Starting from Monday, June 1, we will open the land borders with the neighbors. For all Albanians, no matter whether they posses passports of Albania, or of Kosovo, North Macedonia or Montenegro, we will continue to call upon all of you without pause, without exception, to be watchful. On June 1, the borders will open, but not the beaches.
Across the border in Republic of North Macedonia (RNM), some Macedonian-language media started publishing a faulty translation of the statement, creating an instant scandal. In their interpretation, he was alleged to say:
Почнувајќи од понеделник, 1 јуни, ќе ги отвориме копнените граници со соседите, односно за Албанците кои живеат во Косово, Македонија и Црна Гора, но граѓаните ги повикуваме да бидат внимателни, вака албанскиот претседател Еди Рама.
“Starting from Monday, June 1, we will open the land borders with the neighbors, namely for the [ethnic] Albanians who live in Kosovo, North Macedonia or Montenegro, but we will continue to call upon all of you to be watchful,” said Albanian president [sic – he is prime minister, not president] Edi Rama.
Ethnic Albanian public figures in North Macedonia, who are bilingual in Albanian and Macedonian languages, quickly sounded the alarm that some media and politicians were getting “lost in translation.”
Journalist Petrit Saracini pointed out that the faulty translation had changed the position of punctuation marks, making the segments about ethnic Albanians part of the preceding sentence.
Despite this, the opposition political party VMRO-DPMNE promptly issued a statement misinterpreting Rama and claiming that he invited “only the ethnic Albanians” from neighboring countries to local beaches, excluding other ethnic groups.
Macedonian nationalists tried to spin the statement as “proof” of backwardness and chauvinism among Albanians, and also as “a new defeat” and “slap in the face” for the RNM government.
One high ranking VMRO-DPMNE representative, MP Ilija Dimovski, blasted “madness straight out of the 19th century” and “discrimination on ethnic grounds against the citizens of Republic of Macedonia”.
Macedonian Foreign Minister Nikola Dimitrov and the government quickly retorted that they had not received any such information from their counterparts in Albania.
Several days later, it was Greece’s turn, as several right-wing media outlets in North Macedonia published disinformation about the popular tourist destination’s border regime.
Using a photo-shopped document allegedly from the Greek MFA as ‘proof,’ they alleged that Greece will prohibit the entrance of Macedonian citizens from municipalities where large parts of the population are Muslim (mostly in ethnic Albanian and ethnic Roma communities, implying that these groups are to blame for the spread of the novel coronavirus).

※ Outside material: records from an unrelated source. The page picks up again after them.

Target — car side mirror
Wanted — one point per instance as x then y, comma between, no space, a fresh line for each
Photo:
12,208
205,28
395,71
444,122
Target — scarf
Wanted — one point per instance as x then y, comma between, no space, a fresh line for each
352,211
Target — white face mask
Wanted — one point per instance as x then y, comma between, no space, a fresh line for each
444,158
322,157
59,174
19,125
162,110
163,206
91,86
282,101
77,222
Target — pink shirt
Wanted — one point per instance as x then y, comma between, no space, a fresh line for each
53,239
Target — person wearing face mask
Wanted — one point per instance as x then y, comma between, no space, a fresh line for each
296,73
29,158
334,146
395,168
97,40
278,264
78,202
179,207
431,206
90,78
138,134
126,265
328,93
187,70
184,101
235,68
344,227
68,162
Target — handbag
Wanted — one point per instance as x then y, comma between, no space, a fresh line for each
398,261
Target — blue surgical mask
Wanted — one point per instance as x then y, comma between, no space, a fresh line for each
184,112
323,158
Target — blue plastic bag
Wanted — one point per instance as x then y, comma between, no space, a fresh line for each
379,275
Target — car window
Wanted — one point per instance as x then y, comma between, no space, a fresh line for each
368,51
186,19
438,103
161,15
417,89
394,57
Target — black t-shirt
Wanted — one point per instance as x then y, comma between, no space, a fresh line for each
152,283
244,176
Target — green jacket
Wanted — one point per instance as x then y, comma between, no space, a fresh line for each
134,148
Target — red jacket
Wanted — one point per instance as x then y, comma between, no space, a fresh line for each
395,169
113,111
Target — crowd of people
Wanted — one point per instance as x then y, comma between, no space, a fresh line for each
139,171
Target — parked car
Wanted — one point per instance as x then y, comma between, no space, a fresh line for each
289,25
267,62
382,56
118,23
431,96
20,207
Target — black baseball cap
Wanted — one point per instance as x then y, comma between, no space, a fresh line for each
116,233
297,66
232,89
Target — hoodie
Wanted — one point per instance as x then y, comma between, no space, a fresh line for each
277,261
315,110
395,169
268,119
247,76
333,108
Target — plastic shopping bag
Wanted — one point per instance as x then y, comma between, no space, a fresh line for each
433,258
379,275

The Macedonian Ministry of Foreign Affairs denied the claim in a Facebook post, calling it “false news.”
When debunking the claim, CriThink noted that it would be highly unlikely for Greece to issue such travel restrictions relating only to citizens that live in certain territories, since that would be an infringement of the ETIAS agreement between North Macedonia and the European Union.
Some of the media in question removed these articles, but without issuing a retraction or apology to their readers.
Foreign beach vacations are viewed as a middle class right in the landlocked Balkan countries. Restrictions that inhibit this right, such as COVID-19 related lock-downs, have been extremely unpopular. Populist forces in the region, notably the Serbian ruling party, have tapped beach dreams for political purposes.
According to the WHO data compiled by Johns Hopkins University as of June 25, Albania has documented 2,114 COVID-19 cases, with 47 deaths, while North Macedonia listed 5,445 cases with 259 deaths. Greece had reported 3,310 infected persons and 190 deaths so far.